Fortress Investment Group is pushing further into the the U.K.’s hospitality sector with its acquisition of pub and restaurant chain Loungers for £351 million ($428 million).
Fortress said in a Thursday filing that it would pay 310 pence for each share of Loungers, which represents a premium of about 30% to its closing price on Wednesday.
The New York-based investment group said that it believes Lounger’s market value has failed to adequately reflect the hospitality chain’s positive business performance.
Founded in 2002, Loungers has grown to encompass 280 sites across England and Wales under its Lounge, Cosy Club and Brightside brands. It listed on London’s Alternative Investment Market (AIM) in April 2019.
The Bristol-based chain reported the same day that its pre-tax profits had jumped 51% to £5.9 million in the six months to early October. Loungers’ revenue was £178 million in the same period, a jump of 19%.
Loungers’ cofounder and Chairman Alex Reilley said: “We are more ambitious than ever, and we see Fortress as being an ideal partner to help us take Loungers into the next phase of its growth journey.”

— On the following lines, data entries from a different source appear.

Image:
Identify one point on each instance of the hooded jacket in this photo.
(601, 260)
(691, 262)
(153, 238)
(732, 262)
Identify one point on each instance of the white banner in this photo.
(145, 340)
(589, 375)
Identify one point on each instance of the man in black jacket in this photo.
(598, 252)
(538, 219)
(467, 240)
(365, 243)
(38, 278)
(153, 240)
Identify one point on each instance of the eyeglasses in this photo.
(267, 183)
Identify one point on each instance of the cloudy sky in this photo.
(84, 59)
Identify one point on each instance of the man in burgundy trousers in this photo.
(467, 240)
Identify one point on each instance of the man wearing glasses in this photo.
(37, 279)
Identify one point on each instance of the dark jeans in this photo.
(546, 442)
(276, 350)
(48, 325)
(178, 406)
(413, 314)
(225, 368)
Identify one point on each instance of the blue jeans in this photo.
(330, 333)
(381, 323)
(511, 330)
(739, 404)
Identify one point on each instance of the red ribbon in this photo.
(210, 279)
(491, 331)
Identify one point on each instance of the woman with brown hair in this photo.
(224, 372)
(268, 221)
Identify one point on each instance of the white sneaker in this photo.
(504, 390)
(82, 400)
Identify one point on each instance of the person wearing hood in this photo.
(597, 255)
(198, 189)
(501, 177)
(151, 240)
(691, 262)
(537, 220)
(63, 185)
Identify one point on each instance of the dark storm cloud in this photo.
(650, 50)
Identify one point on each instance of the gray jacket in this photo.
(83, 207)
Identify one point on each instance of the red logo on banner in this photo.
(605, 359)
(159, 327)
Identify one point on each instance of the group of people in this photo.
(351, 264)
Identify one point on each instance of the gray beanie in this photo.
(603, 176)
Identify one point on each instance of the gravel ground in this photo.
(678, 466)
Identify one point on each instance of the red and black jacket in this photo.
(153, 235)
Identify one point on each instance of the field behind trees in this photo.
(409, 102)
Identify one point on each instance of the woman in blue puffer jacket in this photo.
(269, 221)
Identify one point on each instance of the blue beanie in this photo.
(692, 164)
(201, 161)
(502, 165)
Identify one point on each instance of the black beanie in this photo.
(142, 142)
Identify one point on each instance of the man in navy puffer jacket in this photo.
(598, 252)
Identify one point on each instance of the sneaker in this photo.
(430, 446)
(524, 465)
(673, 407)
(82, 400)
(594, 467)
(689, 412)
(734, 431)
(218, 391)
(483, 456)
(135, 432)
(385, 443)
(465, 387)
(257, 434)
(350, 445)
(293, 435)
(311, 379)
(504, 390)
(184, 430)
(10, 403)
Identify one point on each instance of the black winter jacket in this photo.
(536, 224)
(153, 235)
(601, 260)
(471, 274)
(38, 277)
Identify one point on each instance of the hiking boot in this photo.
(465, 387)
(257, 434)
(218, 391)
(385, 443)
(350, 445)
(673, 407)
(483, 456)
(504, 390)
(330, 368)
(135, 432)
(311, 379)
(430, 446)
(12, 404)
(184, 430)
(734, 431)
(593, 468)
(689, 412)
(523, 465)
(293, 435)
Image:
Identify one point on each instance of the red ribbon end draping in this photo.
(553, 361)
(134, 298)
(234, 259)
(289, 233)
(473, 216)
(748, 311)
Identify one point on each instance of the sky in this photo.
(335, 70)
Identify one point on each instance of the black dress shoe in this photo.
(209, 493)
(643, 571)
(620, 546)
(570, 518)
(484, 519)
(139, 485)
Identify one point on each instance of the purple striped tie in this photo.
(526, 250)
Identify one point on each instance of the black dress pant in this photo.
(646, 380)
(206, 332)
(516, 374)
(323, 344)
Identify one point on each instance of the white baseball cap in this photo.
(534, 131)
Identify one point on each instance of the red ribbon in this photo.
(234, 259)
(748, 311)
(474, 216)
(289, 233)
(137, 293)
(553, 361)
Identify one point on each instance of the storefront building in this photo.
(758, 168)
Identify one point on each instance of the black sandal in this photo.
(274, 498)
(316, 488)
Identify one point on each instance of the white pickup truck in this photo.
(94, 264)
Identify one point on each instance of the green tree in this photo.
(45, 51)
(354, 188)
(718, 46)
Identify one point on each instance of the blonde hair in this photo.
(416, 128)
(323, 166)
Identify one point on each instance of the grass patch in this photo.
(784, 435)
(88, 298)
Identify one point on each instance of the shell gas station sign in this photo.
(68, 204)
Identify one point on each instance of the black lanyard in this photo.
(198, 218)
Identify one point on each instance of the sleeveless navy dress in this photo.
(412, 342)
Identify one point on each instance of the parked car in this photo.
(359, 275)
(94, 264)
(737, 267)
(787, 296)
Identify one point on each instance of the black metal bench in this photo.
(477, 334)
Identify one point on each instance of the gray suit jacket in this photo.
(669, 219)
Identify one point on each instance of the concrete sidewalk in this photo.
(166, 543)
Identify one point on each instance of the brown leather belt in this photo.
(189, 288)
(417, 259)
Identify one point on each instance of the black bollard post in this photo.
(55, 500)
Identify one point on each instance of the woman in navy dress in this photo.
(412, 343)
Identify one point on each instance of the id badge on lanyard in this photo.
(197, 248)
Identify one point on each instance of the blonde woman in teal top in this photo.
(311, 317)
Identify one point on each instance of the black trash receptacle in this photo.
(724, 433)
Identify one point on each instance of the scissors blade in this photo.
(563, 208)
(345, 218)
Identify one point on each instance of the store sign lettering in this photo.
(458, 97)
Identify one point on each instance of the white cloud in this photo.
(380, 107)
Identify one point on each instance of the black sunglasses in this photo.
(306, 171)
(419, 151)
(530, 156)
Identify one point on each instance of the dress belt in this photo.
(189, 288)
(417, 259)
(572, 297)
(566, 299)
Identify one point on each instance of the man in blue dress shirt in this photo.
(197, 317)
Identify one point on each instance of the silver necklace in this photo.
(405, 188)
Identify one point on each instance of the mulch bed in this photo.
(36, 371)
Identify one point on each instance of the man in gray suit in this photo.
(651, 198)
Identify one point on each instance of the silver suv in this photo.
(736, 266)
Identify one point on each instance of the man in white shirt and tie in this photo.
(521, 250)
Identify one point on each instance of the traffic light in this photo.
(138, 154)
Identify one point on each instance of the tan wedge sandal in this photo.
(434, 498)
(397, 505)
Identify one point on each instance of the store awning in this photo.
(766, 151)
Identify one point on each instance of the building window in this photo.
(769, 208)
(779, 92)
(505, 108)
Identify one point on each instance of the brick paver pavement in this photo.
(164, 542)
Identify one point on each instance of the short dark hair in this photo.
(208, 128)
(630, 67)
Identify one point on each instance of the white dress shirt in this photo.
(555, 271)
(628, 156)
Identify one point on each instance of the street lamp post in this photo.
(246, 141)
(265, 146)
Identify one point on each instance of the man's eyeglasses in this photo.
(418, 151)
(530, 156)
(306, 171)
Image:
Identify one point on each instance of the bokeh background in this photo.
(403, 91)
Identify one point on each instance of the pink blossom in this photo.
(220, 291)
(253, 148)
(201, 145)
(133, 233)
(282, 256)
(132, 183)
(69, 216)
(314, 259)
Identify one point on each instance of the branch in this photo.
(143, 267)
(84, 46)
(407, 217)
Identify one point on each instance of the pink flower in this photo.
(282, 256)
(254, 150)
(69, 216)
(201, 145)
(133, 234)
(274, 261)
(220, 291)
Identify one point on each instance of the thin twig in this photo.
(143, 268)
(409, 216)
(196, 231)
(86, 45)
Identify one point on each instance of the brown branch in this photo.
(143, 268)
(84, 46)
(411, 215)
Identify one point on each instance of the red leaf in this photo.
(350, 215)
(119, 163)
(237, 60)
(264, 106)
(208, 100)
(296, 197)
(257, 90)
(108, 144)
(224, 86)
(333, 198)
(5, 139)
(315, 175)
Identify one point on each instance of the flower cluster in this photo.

Fortress’s investments in the U.K.’s hospitality industry already includes Majestic Wine, Punch Pubs and Vagabond. The group’s acquisition of Loungers is based on what it feels is a “strong and differentiated position in its industry.”
Fortress’s Managing Director Domnall Tait said that Loungers had delivered “impressive increases” in the number of locations, same-store sales and revenues over the past few years “in spite of the recent challenges faced by the wider hospitality sector.”
Earlier this month, Fortress bought the British cinema chain Curzon for a reported $5 million. Curzon had been put up for auction after the American billionaire Charles Cohen had defaulted on a $534 million loan from Fortress.
Fortress has about $48 billion in assets under management. The group is majority owned by Mubadala Capital, which bought its roughly 70% stake in Fortress from Japan’s SoftBank for $3 billion in a deal that was finally completed in May.
The transaction, which had been agreed almost a year earlier, needed approval from the Committee on Foreign Investment in the U.S. (CFIUS). Mubadala is the investment arm of Abu Dhabi’s sovereign wealth fund, which has $302 billion in assets under management.
SoftBank had acquired Fortress in 2017 for $3.3 billion with the aim of using the firm’s expertise to help manage its Vision Fund. When Fortress became the first of the private equity groups to go public in early 2007 at the peak of a leveraged buyout boom, it was valued at $7.4 billion, and turned five of its principals—Wesley Edens, Robert Kauffman, Randal Nardone, Peter Briger and Michael Novogratz—into billionaires.